2. Which is stronger: CLOMIPHENE CITRATE or ACETAMINOPHEN, ASPIRIN, AND CODEINE PHOSPHATE?

Potency comparisons between CLOMIPHENE CITRATE and ACETAMINOPHEN, ASPIRIN, AND CODEINE PHOSPHATE depend on the specific clinical indication. These are agents from distinct pharmacological classes and are not directly interchangeable by dose. A physician or clinical pharmacist should guide any therapeutic switching decisions.

3. What is the standard dosing for CLOMIPHENE CITRATE vs ACETAMINOPHEN, ASPIRIN, AND CODEINE PHOSPHATE?

The standard adult dose of CLOMIPHENE CITRATE is: 50 mg orally once daily for 5 days, starting on day 5 of menstrual cycle; may increase to 100 mg orally once daily for 5 days if ovulation not achieved.. The standard adult dose of ACETAMINOPHEN, ASPIRIN, AND CODEINE PHOSPHATE is: 1-2 tablets (each containing acetaminophen 300 mg, aspirin 300 mg, codeine phosphate 30 mg) orally every 4-6 hours as needed for pain; maximum 8 tablets/day.. Dosing should always be individualized based on indication, renal and hepatic function, age, and other patient factors.

4. Can you take CLOMIPHENE CITRATE and ACETAMINOPHEN, ASPIRIN, AND CODEINE PHOSPHATE together?

No direct drug-drug interaction has been formally documented between CLOMIPHENE CITRATE and ACETAMINOPHEN, ASPIRIN, AND CODEINE PHOSPHATE in current clinical databases. However, individual patient risk factors including other medications, organ function, and comorbidities should always be evaluated by a qualified healthcare provider.

5. Are CLOMIPHENE CITRATE and ACETAMINOPHEN, ASPIRIN, AND CODEINE PHOSPHATE safe during pregnancy?

The maternal-fetal safety profiles differ. CLOMIPHENE CITRATE is classified as Category A/B. FDA Pregnancy Category X. Clomiphene citrate is contraindicated in pregnancy.

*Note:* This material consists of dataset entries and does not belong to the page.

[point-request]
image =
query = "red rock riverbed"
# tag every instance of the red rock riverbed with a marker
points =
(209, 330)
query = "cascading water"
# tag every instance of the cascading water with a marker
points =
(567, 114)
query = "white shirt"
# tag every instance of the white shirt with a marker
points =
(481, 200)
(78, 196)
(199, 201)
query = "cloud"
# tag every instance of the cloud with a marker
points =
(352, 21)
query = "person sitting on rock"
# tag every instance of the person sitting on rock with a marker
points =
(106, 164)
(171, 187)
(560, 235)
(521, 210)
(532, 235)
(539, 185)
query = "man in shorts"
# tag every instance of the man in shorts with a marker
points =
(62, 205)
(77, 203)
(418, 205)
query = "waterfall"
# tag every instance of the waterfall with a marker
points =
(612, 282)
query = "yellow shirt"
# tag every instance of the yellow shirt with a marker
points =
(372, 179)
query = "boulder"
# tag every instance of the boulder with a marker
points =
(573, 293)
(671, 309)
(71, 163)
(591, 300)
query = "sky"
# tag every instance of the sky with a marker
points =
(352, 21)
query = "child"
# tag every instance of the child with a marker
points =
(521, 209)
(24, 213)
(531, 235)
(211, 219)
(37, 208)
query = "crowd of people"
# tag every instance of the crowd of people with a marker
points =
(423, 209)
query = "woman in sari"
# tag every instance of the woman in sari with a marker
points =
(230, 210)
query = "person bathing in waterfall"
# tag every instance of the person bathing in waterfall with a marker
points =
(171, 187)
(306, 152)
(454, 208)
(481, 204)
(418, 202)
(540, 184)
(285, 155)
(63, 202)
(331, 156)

First trimester exposure associated with neural tube defects, cleft palate, and syndactyly. Second and. ACETAMINOPHEN, ASPIRIN, AND CODEINE PHOSPHATE is classified as Category D/X. Acetaminophen: Generally considered low risk; association with ASD and ADHD with prolonged use not fully established. Aspirin: First trimester: possible increased risk of gastrosch. Always consult a maternal-fetal medicine specialist before taking either drug during pregnancy or lactation.